So I've continued to hold fast to my refusal to supervise. However, something's come up and I'm wondering how others here would handle it.
I've now learned that there are two separate "contracts" for mid-level supervision here, and in my mind they're totally backwards. Pay for supervising the outpatient midlevels is almost 6x more than it is for supervising midlevels who work primarily in the hospital (inpatient medicine and ED).
So the thing is, we have a PA that sees patients 2 days per week in our clinic, otherwise it's me, another new guy, and a part-timer. The other new guy signed his PA supervision contract and has been given an ED only PA; which means $400/month basically in compensation, while bearing full liability for anything that happens while that PA is practicing alone in the ED for 24hrs at a time.
My partner has tried to ask if he can supervise the PA that works in our clinic instead, but she's been assigned to another doc in a clinic about 40 mins north of here, that clinic is in the hospital where our PA's cover the ED. I'm guessing that doc is making $20k a year for it.
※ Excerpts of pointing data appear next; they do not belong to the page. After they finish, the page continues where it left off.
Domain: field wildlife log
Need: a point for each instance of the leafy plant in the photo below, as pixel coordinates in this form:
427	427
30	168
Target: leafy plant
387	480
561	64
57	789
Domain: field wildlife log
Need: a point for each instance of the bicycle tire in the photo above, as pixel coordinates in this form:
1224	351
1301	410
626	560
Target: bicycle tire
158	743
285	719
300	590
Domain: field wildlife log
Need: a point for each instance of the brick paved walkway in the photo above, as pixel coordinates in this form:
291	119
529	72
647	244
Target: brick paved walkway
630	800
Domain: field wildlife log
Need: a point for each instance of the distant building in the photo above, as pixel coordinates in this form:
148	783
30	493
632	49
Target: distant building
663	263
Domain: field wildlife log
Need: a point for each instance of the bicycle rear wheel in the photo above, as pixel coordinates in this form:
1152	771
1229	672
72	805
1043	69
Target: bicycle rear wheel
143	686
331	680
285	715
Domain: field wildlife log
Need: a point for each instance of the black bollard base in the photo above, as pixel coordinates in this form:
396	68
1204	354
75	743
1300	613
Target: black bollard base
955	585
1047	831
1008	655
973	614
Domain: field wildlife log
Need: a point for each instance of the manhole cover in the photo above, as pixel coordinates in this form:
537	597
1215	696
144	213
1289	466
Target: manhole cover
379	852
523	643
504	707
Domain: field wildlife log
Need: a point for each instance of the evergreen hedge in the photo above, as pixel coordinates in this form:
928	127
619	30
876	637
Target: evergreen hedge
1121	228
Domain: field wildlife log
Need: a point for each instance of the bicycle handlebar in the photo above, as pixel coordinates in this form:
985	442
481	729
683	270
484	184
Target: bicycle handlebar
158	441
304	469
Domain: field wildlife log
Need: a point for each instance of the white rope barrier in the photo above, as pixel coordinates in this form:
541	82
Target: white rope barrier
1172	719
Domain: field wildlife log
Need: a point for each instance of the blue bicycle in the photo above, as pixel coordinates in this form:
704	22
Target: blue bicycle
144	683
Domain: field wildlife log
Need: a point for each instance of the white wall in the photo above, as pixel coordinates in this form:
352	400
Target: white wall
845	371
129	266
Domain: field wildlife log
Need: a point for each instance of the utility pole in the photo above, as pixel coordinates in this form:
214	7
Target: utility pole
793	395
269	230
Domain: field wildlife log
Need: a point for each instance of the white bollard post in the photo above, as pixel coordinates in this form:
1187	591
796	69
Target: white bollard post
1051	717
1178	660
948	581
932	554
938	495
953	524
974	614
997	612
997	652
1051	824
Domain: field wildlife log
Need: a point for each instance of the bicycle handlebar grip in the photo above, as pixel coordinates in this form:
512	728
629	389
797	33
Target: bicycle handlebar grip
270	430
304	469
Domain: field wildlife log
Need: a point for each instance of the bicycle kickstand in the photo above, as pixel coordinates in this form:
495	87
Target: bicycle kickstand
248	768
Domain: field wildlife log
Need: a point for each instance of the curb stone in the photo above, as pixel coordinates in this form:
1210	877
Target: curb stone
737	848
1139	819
That doctor won't agree to trading for the PA he can be present for, and I'm guessing it's because of money.
The rub is that this PA is very green, and I'm being asked (by her) to "curbside" on probably 60% of the patients she sees here.
I'm tempted to start refusing to help, and telling her she needs to call her "supervising doc" with her questions instead. I don't want to make any waves, but it seems that if this other doc is assigned to be the supervisor, and getting paid 6x more than what they offered us to supervise, then he should have to work for it.
What does the group say?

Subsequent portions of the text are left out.